Re: [PATCHv2 net] usbnet: fix cyclical race on disconnect with work queue

From: Jakub Kicinski
Date: Tue Sep 10 2024 - 18:44:23 EST


On Thu, 5 Sep 2024 15:46:50 +0200 Oliver Neukum wrote:
> +static inline bool usbnet_going_away(struct usbnet *ubn)
> +{
> + smp_mb__before_atomic(); /* against usbnet_mark_going_away() */
> + return test_bit(EVENT_UNPLUG, &ubn->flags);
> +}
> +
> +static inline void usbnet_mark_going_away(struct usbnet *ubn)
> +{
> + set_bit(EVENT_UNPLUG, &ubn->flags);
> + smp_mb__after_atomic(); /* against usbnet_going_away() */
> +}

I have sort of an inverse question to what Paolo asked :)
AFAIU we need the double-cancel because checking the flag and
scheduling are not atomic.
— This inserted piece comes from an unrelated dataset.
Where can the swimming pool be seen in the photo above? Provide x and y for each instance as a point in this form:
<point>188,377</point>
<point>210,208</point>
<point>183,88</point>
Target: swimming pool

But if we do that why the memory
barriers? They make it seem like we're doing something clever
with memory ordering, while really we're just depending on normal
properties of the tasklet/timer/work APIs.

FTR disable_work_sync() would work nicely here but it'd be
a PITA for backports.

Also - is this based on some report or syzbot? I'm a bit tempted
to put this in net-next given how unlikely the race is vs how
commonly used the driver is.
--
pw-bot: cr